Publié le 23 mai 2024 par : M. Portier.
L’intitulé du chapitre V bis est supprimé.
Cet amendent vise à refuser que l'on préfère supprimer les malades plutôt que leur souffrance, ce à quoi tend le présent texte de loi.
Peut-on adopter une loi qui créerait une ambiguïté grave dans les rapports intrafamiliaux, sociaux, et surtout avec le corps médical ? Ambigüité car elle ferait porter la responsabilité et le poids de la maladie sur le malade, le questionnant sur sa légitimité à vivre au dépens d'autrui. L'objectif de fraternité affirmé dans l'exposé des motifs n'est pas si évidemment satisfait par la présente loi.
Un malade en fin de vie, fragile et en détresse, appelle à la compassion et à la solidarité. Mais que s'agit-il de mettre derrière ces mots ? Pourquoi proposer de supprimer le patient alors que des moyens existent pour le soulager et ainsi lui permettre de s'éteindre en douceur, entouré et en ayant vécu tout ce qu'il avait à vivre ? A-t-on suffisamment recueilli les expériences vécues au sein et grâce aux soins palliatifs ?
La Conseil constitutionnel a affirmé en 1994 que la dignité de la personne est "une valeur suprême". Or cette dignité n'est pas liée à un état de santé, physique ou psychologique, mais est indissociable de la personne, elle est inconditionnelle jusque dans la plus grande vulnérabilité. Est-ce que l'indignité, que certains malades en fin de vie ressentent véritablement, ne naît pas plutôt d'un système de soins palliatifs défaillant et inégal sur le territoire, de personnels soignants trop peu formés en la matière ?
Un sondage Ifop pour l'Association pour le Droit de Mourir dans la Dignité (ADMD) rapportait en 2021 que 93% des Français étaient favorables à ce que "la loi française autorise les médecins à mettre fin, sans souffrance, à la vie des personnes atteintes de maladies incurables et insupportables si elles le demandent". Mais le suicide assisté et l'euthanasie sont-ils les seuls à apporter une réponse à cela ? C'est oublier les soins palliatifs qui proposent aussi accompagnement et soulagement réel de la souffrance, mais sans supprimer le malade.
L'Etat, défaillant dans sa capacité à pouvoir offrir à tous une offre de qualité de soins palliatifs partout sur le territoire, a-t-il le droit de faire aveu d'impuissance ? Seul le manque d'engagement politique est à déplorer, en réalité.
Cet amendement entend donc plaider pour que soit proposé, avant même que ne se pose la question de l'ouverture du suicide assisté et de l'euthanasie, un texte complet et d'envergure sur les soins palliatifs uniquement.

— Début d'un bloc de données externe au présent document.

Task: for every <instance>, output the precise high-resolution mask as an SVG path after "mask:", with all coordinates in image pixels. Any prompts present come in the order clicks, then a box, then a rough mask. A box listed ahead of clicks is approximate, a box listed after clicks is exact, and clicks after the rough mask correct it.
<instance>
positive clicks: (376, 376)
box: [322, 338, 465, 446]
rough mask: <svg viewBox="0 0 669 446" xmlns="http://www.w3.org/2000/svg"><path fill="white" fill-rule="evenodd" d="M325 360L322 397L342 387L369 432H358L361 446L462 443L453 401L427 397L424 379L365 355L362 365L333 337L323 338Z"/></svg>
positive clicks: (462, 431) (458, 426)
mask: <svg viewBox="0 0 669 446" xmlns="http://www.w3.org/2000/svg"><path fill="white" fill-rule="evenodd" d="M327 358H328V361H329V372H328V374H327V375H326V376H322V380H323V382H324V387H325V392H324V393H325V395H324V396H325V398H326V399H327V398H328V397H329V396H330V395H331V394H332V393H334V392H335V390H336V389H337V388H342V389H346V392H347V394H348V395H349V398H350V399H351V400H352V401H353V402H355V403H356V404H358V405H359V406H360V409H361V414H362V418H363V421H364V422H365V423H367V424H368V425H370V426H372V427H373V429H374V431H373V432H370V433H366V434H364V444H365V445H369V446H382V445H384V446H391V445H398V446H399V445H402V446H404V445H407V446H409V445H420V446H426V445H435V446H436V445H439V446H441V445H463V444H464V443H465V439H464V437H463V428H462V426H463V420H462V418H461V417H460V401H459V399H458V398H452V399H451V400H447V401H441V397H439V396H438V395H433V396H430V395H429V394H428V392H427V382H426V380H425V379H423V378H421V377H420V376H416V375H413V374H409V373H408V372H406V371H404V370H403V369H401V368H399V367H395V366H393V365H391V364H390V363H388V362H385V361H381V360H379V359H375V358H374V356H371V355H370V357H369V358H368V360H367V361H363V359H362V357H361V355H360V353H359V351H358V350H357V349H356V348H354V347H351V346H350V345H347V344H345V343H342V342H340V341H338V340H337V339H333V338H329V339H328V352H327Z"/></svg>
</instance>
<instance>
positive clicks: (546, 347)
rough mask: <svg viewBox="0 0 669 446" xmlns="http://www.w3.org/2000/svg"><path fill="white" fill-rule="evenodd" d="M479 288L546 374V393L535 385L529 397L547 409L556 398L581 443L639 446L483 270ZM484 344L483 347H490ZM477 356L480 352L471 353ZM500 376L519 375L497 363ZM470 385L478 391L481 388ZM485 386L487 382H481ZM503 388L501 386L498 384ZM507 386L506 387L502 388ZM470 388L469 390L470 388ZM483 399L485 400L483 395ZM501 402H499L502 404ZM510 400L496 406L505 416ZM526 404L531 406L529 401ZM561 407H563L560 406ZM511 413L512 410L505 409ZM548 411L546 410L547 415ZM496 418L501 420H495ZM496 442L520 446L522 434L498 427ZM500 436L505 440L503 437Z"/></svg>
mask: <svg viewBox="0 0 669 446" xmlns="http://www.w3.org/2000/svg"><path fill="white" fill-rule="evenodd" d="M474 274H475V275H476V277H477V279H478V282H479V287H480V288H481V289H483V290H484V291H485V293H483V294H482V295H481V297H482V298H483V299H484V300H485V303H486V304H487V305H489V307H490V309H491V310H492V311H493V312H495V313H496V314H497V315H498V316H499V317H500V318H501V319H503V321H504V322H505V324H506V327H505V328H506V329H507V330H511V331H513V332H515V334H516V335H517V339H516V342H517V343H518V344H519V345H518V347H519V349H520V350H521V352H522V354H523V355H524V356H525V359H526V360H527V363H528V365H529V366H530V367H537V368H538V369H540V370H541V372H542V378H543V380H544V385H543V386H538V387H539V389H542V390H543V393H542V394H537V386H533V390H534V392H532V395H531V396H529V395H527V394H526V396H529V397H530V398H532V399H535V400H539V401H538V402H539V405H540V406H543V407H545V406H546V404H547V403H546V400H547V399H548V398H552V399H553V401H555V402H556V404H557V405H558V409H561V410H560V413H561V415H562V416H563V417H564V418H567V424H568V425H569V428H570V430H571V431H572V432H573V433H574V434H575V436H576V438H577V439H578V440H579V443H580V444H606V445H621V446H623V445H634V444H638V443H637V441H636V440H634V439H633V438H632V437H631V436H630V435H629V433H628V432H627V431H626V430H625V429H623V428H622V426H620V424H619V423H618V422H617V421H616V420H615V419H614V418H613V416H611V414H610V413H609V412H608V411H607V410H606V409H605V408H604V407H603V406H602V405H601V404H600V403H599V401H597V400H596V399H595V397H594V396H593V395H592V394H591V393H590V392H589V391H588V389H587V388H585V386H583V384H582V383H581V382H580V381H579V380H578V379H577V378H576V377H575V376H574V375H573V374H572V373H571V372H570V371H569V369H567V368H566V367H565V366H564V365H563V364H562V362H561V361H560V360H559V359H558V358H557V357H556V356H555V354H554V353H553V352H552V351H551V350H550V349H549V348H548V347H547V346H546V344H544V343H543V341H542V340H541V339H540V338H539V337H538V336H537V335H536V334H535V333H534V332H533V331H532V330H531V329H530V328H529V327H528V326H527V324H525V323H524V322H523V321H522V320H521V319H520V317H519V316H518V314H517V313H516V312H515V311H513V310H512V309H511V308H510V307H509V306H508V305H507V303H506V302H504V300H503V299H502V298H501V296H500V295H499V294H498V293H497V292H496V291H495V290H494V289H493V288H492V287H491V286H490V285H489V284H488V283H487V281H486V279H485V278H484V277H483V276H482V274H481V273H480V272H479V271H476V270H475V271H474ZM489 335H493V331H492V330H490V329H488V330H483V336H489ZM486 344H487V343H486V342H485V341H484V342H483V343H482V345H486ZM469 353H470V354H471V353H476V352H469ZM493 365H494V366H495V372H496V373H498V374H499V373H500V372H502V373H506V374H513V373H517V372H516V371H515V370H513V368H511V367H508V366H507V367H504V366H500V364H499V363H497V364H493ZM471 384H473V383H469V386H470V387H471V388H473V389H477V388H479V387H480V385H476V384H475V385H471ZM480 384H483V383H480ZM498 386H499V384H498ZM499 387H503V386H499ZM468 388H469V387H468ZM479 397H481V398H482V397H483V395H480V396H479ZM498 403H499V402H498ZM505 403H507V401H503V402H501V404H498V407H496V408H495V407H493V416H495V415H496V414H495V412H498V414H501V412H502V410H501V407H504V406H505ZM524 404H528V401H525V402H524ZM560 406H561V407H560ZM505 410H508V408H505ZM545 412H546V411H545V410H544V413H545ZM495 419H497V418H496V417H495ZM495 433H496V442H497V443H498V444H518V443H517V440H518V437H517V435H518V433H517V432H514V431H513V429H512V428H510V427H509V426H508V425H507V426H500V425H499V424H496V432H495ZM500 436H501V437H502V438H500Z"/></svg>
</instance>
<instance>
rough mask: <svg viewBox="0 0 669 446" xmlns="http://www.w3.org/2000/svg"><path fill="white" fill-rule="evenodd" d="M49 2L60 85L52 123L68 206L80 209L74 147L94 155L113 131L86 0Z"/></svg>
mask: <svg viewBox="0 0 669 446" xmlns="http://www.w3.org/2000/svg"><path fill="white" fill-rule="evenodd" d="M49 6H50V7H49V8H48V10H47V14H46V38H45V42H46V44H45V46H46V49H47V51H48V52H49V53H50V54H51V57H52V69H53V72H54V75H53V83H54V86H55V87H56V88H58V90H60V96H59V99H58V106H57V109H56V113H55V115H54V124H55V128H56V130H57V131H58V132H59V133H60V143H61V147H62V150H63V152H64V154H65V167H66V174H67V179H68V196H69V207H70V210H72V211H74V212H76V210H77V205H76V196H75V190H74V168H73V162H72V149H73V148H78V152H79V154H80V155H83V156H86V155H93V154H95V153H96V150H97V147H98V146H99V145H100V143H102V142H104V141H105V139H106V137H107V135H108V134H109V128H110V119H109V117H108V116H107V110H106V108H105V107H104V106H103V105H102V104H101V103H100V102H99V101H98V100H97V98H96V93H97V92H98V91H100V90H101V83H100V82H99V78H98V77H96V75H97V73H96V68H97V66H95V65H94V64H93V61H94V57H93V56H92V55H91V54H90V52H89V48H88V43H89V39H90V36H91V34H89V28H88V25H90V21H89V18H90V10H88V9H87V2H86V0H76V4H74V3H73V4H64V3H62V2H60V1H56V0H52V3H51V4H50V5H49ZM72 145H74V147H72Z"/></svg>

Il est important de noter l'avis du Conseil d'Etat sur ce texte : "des dispositions législatives, voire réglementaires, sont insuffisantes, à elles seules, pour combler le retard constaté, ce d’autant que les dispositions du projet de loi créent une importante obligation de moyens, en particulier humains, à la charge des professions médicales, médico-sociale et sociales". Le Conseil d'Etat lui-même affirme donc que le présent texte n'offre aucune garantie pour un développement effectif, approfondi et efficient des soins palliatifs dans notre pays.
Dans son avis 139 de 2022, le Comité Consultatif National d'Ethique indiquait que toute évolution législative ne pourrait être discutée qu’à la condition sine qua non qu’un certain nombre de prérequis soient d’ores et déjà effectifs, dont « la connaissance, l’application et l’évaluation des nombreux dispositifs législatifs existants ». Or, il apparaît que toutes les dispositions de la loi Claeys-Leonetti de 2016 visant à développer les soins palliatifs n'ont à ce jour pas été effectivement mises en œuvre.

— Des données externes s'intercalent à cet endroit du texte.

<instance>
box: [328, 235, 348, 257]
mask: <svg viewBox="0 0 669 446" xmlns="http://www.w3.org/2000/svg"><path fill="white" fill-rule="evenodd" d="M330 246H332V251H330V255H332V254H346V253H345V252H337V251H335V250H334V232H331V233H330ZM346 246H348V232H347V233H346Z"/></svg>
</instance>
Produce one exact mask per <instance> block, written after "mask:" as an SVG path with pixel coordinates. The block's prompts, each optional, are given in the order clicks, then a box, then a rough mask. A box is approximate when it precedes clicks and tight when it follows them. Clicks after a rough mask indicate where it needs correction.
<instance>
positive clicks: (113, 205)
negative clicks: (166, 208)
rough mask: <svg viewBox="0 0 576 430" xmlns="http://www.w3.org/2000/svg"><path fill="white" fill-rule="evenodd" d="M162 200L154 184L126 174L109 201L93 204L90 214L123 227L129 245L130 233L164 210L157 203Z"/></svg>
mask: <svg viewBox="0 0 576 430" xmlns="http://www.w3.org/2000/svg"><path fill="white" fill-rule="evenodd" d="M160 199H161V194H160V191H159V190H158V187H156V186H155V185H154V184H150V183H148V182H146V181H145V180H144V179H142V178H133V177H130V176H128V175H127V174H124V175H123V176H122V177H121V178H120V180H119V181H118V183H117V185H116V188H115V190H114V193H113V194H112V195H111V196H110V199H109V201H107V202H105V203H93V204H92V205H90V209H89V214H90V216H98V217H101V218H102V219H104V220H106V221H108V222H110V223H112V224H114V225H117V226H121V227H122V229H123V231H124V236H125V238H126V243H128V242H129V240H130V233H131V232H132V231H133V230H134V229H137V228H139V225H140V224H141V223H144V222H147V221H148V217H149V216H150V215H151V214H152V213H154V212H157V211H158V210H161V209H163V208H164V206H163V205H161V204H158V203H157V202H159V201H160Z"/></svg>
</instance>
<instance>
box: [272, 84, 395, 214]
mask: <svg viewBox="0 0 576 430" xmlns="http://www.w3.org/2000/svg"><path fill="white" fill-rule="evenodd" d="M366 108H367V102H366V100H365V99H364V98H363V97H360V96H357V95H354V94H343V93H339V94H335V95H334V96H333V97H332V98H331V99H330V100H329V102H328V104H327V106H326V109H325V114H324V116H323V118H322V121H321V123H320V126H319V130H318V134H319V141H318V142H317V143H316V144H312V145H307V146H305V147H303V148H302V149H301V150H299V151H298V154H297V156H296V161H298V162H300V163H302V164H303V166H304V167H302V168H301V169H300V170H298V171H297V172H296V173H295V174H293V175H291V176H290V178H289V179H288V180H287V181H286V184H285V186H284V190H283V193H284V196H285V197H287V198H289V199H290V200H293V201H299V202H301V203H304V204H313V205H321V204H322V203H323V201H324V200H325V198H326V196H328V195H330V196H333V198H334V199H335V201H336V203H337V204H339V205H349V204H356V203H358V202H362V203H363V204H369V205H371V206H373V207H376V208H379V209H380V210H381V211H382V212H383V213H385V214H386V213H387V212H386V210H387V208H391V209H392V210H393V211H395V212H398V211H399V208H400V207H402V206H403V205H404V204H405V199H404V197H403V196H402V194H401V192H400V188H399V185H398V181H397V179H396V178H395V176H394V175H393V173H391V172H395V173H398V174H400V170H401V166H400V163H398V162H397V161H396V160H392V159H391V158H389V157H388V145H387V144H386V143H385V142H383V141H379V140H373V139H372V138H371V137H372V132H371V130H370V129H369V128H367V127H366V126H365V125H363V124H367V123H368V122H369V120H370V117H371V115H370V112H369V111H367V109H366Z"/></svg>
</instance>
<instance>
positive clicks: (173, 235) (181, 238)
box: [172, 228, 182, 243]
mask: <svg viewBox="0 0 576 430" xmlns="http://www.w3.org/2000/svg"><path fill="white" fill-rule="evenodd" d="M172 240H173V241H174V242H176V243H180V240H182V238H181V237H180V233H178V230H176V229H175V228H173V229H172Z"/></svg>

Lors de sa niche parlementaire du 7 décembre 2023, le groupe Les Républicains a fait adopter à l'unanimité une proposition de résolution visant à rendre effectifs les soins palliatifs sur tout le territoire national. Considérant qu'il n'y a pas d'impuissance publique en la matière mais un manque de velléité politique, considérant également que l'adoption unanime de ce texte à l'époque montre qu'il existe un consensus en la matière, cet amendement tend à restaurer l'ordre des priorités en matière législative.
Il s'agirait donc que le premier de nos actes législatifs en matière de fin de vie soit consacré aux soins palliatifs, afin d'éviter tout chamboulement éthique majeur précipité.